August 22, 2014 at 7:42 am
Hi all,
Can someone help explain to me how when I have 12 rows in table A and 10 in B and I do an inner join , I would get more rows than
in both A and B ?
Same with left and right joins...
This is just a simplified example. Let me share one of my issues with you
I have 2 views ; which was originally SQL on 2 base tables Culture and Trials.
And then when attempting to add another table Culture Steps, one of the team members separated the SQL into 2 views
Since this produces an error when updating(modification cannot be done as it affects multiple base tables), I would like to get
back to changing the SQL such that I no longer use the views but achieve the same results.
One of the views has
SELECT some columns
FROM dbo.Culture RIGHT JOIN
dbo.Trial ON dbo.Culture.cultureID = dbo.Trial.CultureID LEFT OUTER JOIN
dbo.TrialCultureSteps_view_part1 ON dbo.Culture.cultureID = dbo.TrialCultureSteps_view_part1.cultureID
The other TrialCultureSteps_view_part1 view
SELECT DISTINCT dbo.Culture.cultureID,
(SELECT TOP (1) WeekNr
FROM dbo.CultureStep
WHERE (CultureID = dbo.Culture.cultureID)
ORDER BY CultureStepID) AS normalstartweek
FROM dbo.Culture INNER JOIN
dbo.CultureStep AS CultureStep_1 ON dbo.Culture.cultureID = CultureStep_1.CultureID
So how can I combine the joins the achieve the same results using SQL only on tables without the need for views?
August 22, 2014 at 8:26 am
Quick thought, could this be caused by Cartesian Product, see the example?
π
USE tempdb;
GO
DECLARE @TBL01 TABLE
(
T_ID INT NOT NULL
);
DECLARE @TBL02 TABLE
(
T_ID INT NOT NULL
);
INSERT INTO @TBL01 (T_ID)
VALUES (1),(2),(3),(4),(5),(6),(5),(6),(7),(8);
INSERT INTO @TBL02 (T_ID)
VALUES (1),(2),(3),(4),(5),(5),(6),(6),(7),(8),(9),(10);
SELECT
*
FROM @TBL01 T1
INNER JOIN @TBL02 T2
ON T1.T_ID = T2.T_ID;
Results
T_ID T_ID
----------- ------
1 1
2 2
3 3
4 4
5 5
5 5
6 6
6 6
5 5
5 5
6 6
6 6
7 7
8 8
August 22, 2014 at 8:32 am
I don't think that's a Cartesian product.

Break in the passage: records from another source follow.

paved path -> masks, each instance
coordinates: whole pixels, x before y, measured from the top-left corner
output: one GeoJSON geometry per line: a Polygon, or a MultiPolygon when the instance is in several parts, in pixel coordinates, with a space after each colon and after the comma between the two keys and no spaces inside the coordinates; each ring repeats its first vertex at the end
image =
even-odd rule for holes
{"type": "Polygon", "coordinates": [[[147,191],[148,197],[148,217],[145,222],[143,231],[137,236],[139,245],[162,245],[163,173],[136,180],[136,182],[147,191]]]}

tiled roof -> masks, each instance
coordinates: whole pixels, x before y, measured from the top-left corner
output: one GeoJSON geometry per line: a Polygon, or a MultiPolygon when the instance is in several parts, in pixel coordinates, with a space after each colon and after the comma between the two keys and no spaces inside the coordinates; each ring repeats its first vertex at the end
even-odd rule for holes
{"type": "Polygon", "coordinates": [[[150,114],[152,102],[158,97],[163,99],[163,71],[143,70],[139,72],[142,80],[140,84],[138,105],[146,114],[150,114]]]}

If it were, you would have 89 (8*10) rows of ouput.
A CROSS JOIN would give you a Cartesian Product
August 22, 2014 at 8:33 am
Please post CREATE TABLE statements for all the tables involved, some sample data for each as INSERT INTO statements, and the output you want to see from your join.
August 22, 2014 at 8:57 am
Do you have enforced referential constraints on the columns you're joining on? Does the data accurately map between the two tables, or is it possible that you're getting multiple matches for your JOIN criteria? That would be the most likely reason for more rows is that more values match the JOIN criteria for any given row.

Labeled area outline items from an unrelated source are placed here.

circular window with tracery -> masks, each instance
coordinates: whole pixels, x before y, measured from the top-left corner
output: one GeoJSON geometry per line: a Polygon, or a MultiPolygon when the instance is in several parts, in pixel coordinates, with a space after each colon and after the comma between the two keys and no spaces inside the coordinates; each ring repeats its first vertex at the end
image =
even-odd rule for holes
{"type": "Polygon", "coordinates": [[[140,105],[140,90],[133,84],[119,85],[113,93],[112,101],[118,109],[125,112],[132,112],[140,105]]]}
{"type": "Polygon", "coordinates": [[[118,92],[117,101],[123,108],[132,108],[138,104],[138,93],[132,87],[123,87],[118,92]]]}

"The credit belongs to the man who is actually in the arena, whose face is marred by dust and sweat and blood"
- Theodore Roosevelt
Author of:
SQL Server Execution Plans
SQL Server Query Performance Tuning
August 22, 2014 at 9:11 am
gbritton1 (8/22/2014)
I don't think that's a Cartesian product. If it were, you would have 89 (8*10) rows of ouput.A CROSS JOIN would give you a Cartesian Product
A CROSS JOIN would produce a full Cartesian Product, equal duplicate values will produce partial Cartesian Product, regardless of the join type.
π
August 22, 2014 at 9:38 am
Eirikur Eiriksson (8/22/2014)
gbritton1 (8/22/2014)
I don't think that's a Cartesian product. If it were, you would have 89 (8*10) rows of ouput.A CROSS JOIN would give you a Cartesian Product
A CROSS JOIN would produce a full Cartesian Product, equal duplicate values will produce partial Cartesian Product, regardless of the join type.
π
Another of Jeff's articles to the rescue:
http://www.sqlservercentral.com/articles/T-SQL/61539/[/url]

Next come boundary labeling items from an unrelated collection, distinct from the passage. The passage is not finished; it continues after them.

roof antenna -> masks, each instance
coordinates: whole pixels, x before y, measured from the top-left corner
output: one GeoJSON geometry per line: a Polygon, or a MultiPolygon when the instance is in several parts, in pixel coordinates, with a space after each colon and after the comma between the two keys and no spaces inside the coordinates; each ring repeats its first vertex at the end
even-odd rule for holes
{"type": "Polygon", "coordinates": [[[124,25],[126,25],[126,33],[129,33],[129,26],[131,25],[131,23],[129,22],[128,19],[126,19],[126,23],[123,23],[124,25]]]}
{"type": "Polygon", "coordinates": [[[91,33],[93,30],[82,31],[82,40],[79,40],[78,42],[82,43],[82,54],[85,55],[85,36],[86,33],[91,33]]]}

For fast, accurate and documented assistance in answering your questions, please read this article.
Understanding and using APPLY, (I) and (II) Paul White
Hidden RBAR: Triangular Joins / The "Numbers" or "Tally" Table: What it is and how it replaces a loop Jeff Moden
August 22, 2014 at 10:16 am
Thank you all for your replies π
Before copying any create or insert data, here is an example
Select * from Culture --2327 rows
Select * from Trial --6793 rows
Select * from CultureStep --13957 rows
Select * from Culture inner join Trial on Culture.CultureID = Trial.CultureID --6785
Select * from (Culture inner join Trial on Culture.CultureID = Trial.CultureID) inner join CultureStep
on Culture.CultureID=CultureStep.CultureID --39661
How come when the first join yields 6785 rows when inner joined with culturestep which has 13957 rows , this would yield row number greater than both (39661)?!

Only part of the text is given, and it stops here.